The company said it signed a ‘number of new and expanded customer engagements’ with Forbes Global 2000 companies, as well as industry leaders such as ArcelorMittal, BASF, and Deloitte.

The majority of the company’s revenue comes from its quantum computing as-a-service, representing around 79 percent of D-Wave’s total revenue for the quarter. The company in total said it has 63 commercial customers and 105 in total including educational and government customers.

At the end of the third quarter, D-Wave's consolidated cash balance was $13.8 million. It also announced the repayment of a fully secured $20 million venture loan in August.

Rigetti: Losses widen on largely flat revenue, search on for new CEO

Revenue for the third quarter of 2022 was $2.8 million, compared to $2.9 million in the prior year period. Total gross profit for the third quarter of 2022 was $2 million, down $500,000 on last year. Revenue for Q2 2022 was $2.1 million.

GAAP net loss for the third quarter of 2022 was $18.8 million, more than double Q3 2021, while Adjusted EBITDA losses also doubled to $14.8 million.

Net GAAP and Adjusted EBITDA losses for Q2 2022 were $10 million and $15.1 million respectively.

The Company has cash and equivalents of $161 million. Adjusted EBITDA loss guidance was revised from $50- $53 million to $56-$58 million for the year.

The company is facing a change in leadership. On October 31, the company said Dr. Chad Rigetti will be transitioning from his position as President and CEO to ‘focus on advancing the company’s products and technology’. However, it was then announced he will be leaving the company.

And while the company initially said Rigetti will continue to serve in his current role until a successor is identified and assumes the position, it then said Rigetti told the company of his intention to tender resignation from his positions as the President, CEO, and Board of Directors, with an anticipated effective December 15, 2022.

However, while Rick Danis, General Counsel, and Corporate Secretary, was originally set to be appointed as interim President and CEO if a successor wasn't found by that date, he has since been appointed to the role of interim CEO. Founder Rigetti will be remaining with the company in a non-executive capacity until the previously announced departure date.

During the Q3 earnings call, Alissa Fitzgerald, Rigetti Board Member, Member of the Audit Committee, and Chair of the Nominating and Corporate Governance Committee said: “Chad's departure does not impact our technology roadmap portfolio of 152 patents issued or pending, nor our other proprietary approaches.”

“This transition was the board's decision because of a belief that it is time to have a CEO who's experienced running the time-consuming day to day of a public company as well as leading and scaling an advanced technology organization. We had expected that Chad would remain with the company in a technical position. However, he made the personal decision to leave and that was his decision.”
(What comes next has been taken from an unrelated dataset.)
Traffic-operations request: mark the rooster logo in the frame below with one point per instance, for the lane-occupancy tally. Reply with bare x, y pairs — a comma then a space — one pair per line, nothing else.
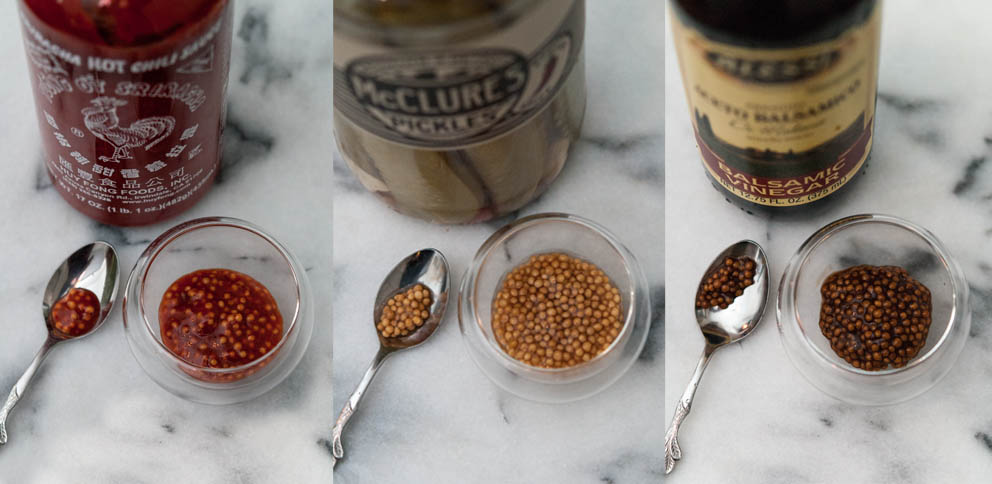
101, 119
Rigetti said that as a result of the discovery of electrical utility fees at its Berkeley facility from February 2019 to December 30, 2021, that were unpaid and unrecognized in prior periods, the Company is accruing approximately $1.6 million of additional estimated expenses in the aggregate in the first and second quarters of 2022 and recorded related additional expenses of approximately $100,000 in the third quarter of 2022. Additional costs due to the search for a new CEO are also expected.

Rigetti also announced a partnership with Blue Force to supply new modular dilution fridges that will be necessary for its anticipated 336-qubit Lyra system and beyond.